Back to our painting. For a long time I had
pondered the possibility that it was not sheer happiness that Hals was trying
to capture. On hindsight the smiles of his people almost seemed satirical, or
feigned, as if the sitters were ordered to pull on various comic expressions. What
contributed to my notion was also the often garish colours applied to the
features, which made the panoply of faces not always delightful sights to
behold. But Hals prevented any unpleasantness of his portraits by doing his colours
in visibly loose brushstrokes, as if the paintings were all following the
rhythms of some unknown melodies, and the painter, basked in the beautiful
symphony when completing his masterpieces.

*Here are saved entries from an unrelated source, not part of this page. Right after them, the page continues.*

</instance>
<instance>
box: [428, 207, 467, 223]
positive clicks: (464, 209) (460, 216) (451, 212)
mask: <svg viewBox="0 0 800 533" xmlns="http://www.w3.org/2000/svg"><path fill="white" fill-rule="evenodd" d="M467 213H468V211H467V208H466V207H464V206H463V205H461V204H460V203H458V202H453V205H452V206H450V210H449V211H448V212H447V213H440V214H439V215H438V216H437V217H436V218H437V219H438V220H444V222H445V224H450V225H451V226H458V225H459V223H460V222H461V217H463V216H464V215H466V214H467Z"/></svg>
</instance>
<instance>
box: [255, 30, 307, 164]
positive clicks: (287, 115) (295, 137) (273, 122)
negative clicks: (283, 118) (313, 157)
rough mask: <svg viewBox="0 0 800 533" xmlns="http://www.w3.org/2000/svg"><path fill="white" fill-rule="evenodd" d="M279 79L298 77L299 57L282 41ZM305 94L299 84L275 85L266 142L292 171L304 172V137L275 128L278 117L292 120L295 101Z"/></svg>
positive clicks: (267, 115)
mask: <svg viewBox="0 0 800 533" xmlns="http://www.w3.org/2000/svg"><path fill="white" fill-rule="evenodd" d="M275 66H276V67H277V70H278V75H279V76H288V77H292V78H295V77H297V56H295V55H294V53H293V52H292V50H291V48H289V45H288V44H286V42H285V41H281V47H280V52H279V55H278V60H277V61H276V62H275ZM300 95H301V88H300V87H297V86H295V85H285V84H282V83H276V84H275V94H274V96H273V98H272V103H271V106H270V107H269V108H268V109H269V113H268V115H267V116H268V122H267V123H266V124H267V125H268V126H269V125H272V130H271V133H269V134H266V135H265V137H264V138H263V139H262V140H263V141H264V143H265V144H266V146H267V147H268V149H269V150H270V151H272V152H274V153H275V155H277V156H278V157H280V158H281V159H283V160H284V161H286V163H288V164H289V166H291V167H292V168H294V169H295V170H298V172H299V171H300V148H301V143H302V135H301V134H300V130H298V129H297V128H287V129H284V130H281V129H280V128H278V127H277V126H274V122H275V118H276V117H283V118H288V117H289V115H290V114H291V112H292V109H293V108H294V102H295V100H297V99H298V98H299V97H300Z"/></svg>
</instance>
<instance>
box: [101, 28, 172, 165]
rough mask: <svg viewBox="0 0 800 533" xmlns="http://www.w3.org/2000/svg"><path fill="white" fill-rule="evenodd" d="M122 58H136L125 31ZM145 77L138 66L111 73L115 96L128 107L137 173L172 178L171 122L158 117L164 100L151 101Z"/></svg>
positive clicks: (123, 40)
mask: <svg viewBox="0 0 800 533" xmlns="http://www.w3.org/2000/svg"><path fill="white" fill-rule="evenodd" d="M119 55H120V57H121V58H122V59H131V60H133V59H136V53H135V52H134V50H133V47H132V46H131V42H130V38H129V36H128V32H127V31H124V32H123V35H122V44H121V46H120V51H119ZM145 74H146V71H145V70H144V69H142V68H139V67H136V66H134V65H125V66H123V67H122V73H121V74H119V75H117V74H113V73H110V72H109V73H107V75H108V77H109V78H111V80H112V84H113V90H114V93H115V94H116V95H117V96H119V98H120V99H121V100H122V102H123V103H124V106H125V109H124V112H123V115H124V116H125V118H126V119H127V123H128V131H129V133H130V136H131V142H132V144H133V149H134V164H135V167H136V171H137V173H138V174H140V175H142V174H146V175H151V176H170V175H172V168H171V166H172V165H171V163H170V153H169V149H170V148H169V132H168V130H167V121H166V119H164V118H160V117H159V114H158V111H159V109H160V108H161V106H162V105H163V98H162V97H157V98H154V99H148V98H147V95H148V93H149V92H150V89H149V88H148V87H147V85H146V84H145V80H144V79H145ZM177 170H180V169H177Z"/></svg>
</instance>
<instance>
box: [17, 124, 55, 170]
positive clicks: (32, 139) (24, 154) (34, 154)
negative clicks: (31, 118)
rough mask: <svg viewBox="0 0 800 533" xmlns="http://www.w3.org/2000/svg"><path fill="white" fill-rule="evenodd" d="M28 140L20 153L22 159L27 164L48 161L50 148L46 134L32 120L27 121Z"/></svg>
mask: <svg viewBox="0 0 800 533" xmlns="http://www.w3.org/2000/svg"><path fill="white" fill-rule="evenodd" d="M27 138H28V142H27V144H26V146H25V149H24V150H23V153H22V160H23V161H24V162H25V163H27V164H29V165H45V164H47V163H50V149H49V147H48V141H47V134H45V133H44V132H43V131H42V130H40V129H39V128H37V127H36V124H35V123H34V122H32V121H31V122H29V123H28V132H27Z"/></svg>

Frans Hals’ people are like clowns, the
professional ones who are playing the roles exactly as they are assigned to be emulating.
Any attempt to scrutinize them psychologically is difficult, and almost
impossible. Hals’ people are impervious to any apparent emotions, and always
smiling their masks are untearable. But the mood and feeling is in the
atmosphere, as in Buffoon Playing a Lute
(1623-4), the sound of music is realized. Anyone unimaginative who is still
unable to conjure up the substance of music should eschew Matisse’s Music (1910), which makes the spirit of
music an even more abstract and ungraspable entity.